For most of us, our jobs play a significant part in our lives. We spend a significant amount of our lifetime at work, along with worrying and thinking about our careers. Often, work takes a huge toll on employees, resulting in work-related stress, anxiety, and depression. Some of their adverse effects include poor productivity, increased staff turnover, high rates of absenteeism and illness, and negative performance.
Employers have a legal responsibility to maintain a healthy and safe workplace. In fact, mental health issues in the workplace worsened during the COVID-19 pandemic. Employees have been affected in various ways, from adjusting to the new normal, losing a loved one, to adopting the remote work setup. As a result, workers now face challenges in managing their mental well-being and the need for support.
To lessen the impacts of poor mental health at work, employers are putting a renewed focus on managing employees’ mental health. Some companies are responding to this situation by offering training courses for health coach professionals. Their role is to educate people about nutrition and health and use it as a thriving health coaching business. In turn, an employee can become an active promoter of life-changing health practices in the workplace.
To better support employees’ mental health, this article will discuss ways of minimizing the impact of mental health issues and techniques in protecting workplace mental health. Take note of the following key points to create a healthy work culture.
Educate the team
Promoting a supportive workplace culture starts with the employer. Start by pledging your commitment by forming the foundation of a safe work environment, where employees feel their employer understands what they’re going through. Do this by hosting a company-wide meeting to discuss how the pandemic has affected their mental health. Educate the employees about improving self-care, avoiding burnout, and reducing workplace stress.
Take this opportunity by offering mental health resources. Utilize technology by signing up for industry-recognized mental health support or hiring a health professional, such as counselors and mental health advocates. These people have the authority to discuss these topics and address mental health-related concerns. Their role is to highlight health practices to ensure good mental health and identify symptoms that require professional help. By the end of the program, employees will feel more empowered to act on their struggles and improve their mental health.

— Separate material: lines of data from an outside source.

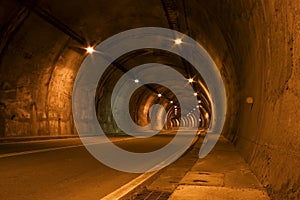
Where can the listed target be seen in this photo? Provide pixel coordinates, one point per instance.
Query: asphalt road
(67, 173)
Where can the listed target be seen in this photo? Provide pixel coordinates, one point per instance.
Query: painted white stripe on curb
(125, 189)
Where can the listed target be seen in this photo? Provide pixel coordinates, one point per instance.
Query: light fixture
(178, 41)
(90, 50)
(249, 100)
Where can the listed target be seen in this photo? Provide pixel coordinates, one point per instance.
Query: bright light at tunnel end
(84, 90)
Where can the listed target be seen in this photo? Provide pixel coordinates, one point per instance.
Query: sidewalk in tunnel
(221, 175)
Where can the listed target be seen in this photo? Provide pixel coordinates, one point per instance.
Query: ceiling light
(206, 115)
(190, 80)
(90, 50)
(178, 41)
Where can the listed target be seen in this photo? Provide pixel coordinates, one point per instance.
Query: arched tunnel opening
(253, 43)
(148, 95)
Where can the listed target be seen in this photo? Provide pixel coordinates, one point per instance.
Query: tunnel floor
(223, 174)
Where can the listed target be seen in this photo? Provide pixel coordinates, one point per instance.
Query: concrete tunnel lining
(254, 43)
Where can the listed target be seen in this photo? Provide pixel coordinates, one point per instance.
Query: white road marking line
(50, 149)
(37, 151)
(125, 189)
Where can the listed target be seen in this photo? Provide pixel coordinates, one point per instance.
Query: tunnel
(254, 44)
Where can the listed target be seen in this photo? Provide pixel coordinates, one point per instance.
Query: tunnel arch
(254, 44)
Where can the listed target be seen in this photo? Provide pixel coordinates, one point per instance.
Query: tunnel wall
(263, 39)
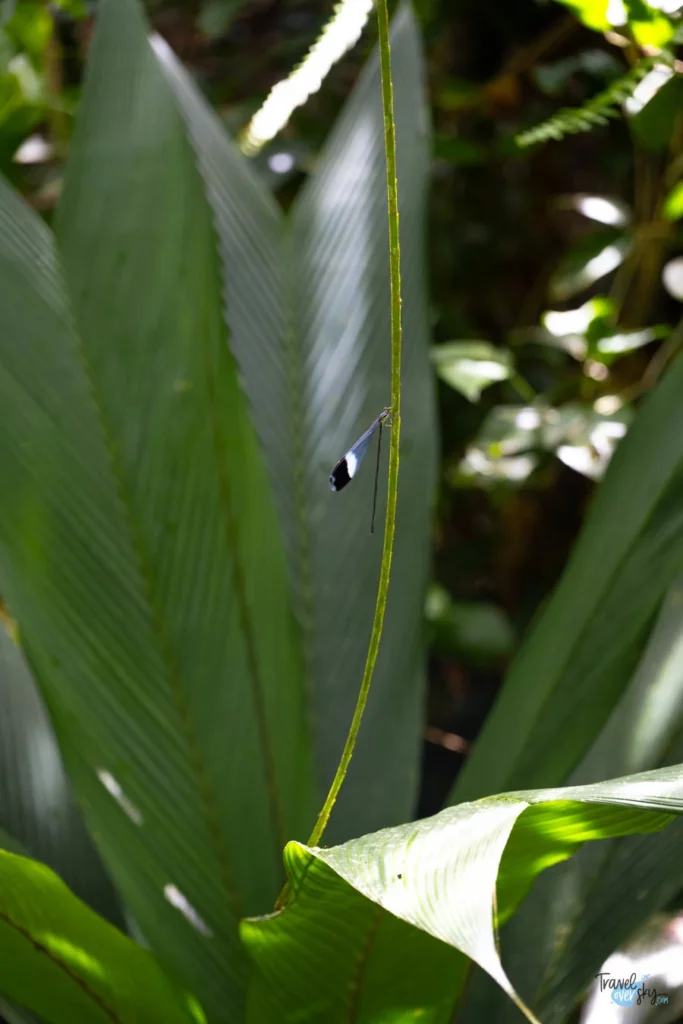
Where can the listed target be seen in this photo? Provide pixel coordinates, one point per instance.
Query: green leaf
(58, 958)
(139, 549)
(653, 116)
(673, 209)
(469, 367)
(582, 930)
(649, 27)
(476, 630)
(37, 806)
(579, 657)
(591, 12)
(442, 876)
(308, 311)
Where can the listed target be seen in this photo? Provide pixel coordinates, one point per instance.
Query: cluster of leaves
(177, 363)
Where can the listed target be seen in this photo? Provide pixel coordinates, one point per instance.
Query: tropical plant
(179, 364)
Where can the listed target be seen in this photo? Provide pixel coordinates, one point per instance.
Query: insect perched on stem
(346, 468)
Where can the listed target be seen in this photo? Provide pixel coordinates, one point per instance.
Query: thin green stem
(392, 493)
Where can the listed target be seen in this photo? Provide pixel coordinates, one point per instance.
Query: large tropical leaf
(308, 309)
(354, 908)
(59, 958)
(139, 549)
(37, 806)
(340, 282)
(578, 914)
(579, 657)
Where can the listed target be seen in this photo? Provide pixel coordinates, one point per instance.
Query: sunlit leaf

Committing to addressing mental health issues will improve trust and encourage respect from employees. It takes a huge effort for employers to speak openly about mental health. If done well, this will break the stigma in the workplace that mental health issues are taboo.
Conduct check-in meetings
Doing regular employee check-ins makes a huge difference in employee morale. It is important to note that mental wellness quickly changes; that’s why it is necessary to host check-ins during meetings. Instead of asking about their work progress, ask employees how they are holding up. After the check-in, employers should schedule a one-on-one meeting to discuss follow-up questions and allow employees to speak up about their feelings or ongoing struggles.

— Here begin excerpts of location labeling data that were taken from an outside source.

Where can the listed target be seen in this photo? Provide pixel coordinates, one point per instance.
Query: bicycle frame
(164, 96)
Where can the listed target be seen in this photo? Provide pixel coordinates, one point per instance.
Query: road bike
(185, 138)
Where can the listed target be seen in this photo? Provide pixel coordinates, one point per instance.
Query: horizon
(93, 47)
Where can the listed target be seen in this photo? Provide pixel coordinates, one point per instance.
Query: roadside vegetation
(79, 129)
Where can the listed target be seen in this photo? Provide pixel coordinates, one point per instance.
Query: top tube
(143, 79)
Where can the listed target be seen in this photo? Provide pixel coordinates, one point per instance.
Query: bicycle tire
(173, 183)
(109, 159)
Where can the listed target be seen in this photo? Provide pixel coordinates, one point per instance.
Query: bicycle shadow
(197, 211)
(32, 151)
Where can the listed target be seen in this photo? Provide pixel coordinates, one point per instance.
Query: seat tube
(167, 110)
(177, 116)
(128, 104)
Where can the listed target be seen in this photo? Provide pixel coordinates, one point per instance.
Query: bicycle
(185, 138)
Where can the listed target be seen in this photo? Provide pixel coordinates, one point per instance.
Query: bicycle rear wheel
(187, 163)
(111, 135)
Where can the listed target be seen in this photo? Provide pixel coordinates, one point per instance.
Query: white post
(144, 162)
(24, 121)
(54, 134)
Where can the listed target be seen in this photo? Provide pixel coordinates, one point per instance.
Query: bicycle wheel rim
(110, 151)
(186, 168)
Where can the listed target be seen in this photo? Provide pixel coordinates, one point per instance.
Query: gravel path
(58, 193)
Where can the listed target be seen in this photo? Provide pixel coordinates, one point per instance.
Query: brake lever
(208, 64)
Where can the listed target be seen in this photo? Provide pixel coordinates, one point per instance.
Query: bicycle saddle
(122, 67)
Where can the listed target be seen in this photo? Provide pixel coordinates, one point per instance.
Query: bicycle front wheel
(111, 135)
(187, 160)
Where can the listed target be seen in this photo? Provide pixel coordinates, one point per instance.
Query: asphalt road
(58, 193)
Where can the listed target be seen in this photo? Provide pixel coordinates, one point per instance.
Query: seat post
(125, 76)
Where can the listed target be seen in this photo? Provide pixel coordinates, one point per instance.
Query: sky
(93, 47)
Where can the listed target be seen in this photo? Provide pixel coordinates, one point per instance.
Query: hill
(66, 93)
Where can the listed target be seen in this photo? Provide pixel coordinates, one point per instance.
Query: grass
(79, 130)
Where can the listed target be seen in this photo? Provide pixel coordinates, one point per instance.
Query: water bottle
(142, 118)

For employees with diagnosed conditions, establish a risk assessment system to identify potential stressors and current emotional state. This will help determine possible healthy habits they can adopt when work gets tough. Adopting a traffic light system is also a helpful tool for staying aware of employees’ mental health and providing immediate actions if needed. Your goal is to never let their emotions reach the “red zone”, where they suffer from severe symptoms with a low capacity for action.
Promote self-care practices
In most cases, employees are often hesitant to speak about their struggles or take long breaks at work. A great alternative is to lead by example by promoting the benefits of self-care so employees can take a step back and evaluate their mental health.
Preventative health involves giving our body and mind a well-deserved break now and then. Encouraging employees to take days off for their mental health will prevent serious issues in the long run. You can also offer mental wellness days as a paid day off or schedule breaks to allow employees to reset mentally. Another way is to include mental health resources in their benefit plans to consult counselors, apply for meditation programs, and seek stress management services and other employee assistance programs.
Following the techniques above will help you and your employees establish reasonable adjustments in these times of global crisis. The key is for companies to create comprehensive well-being programs that equip employees with the right tools to manage their anxiety and stress levels. This will provide long-term returns by fully ingraining these programs in the work culture, where the health and well-being of employees are a top priority.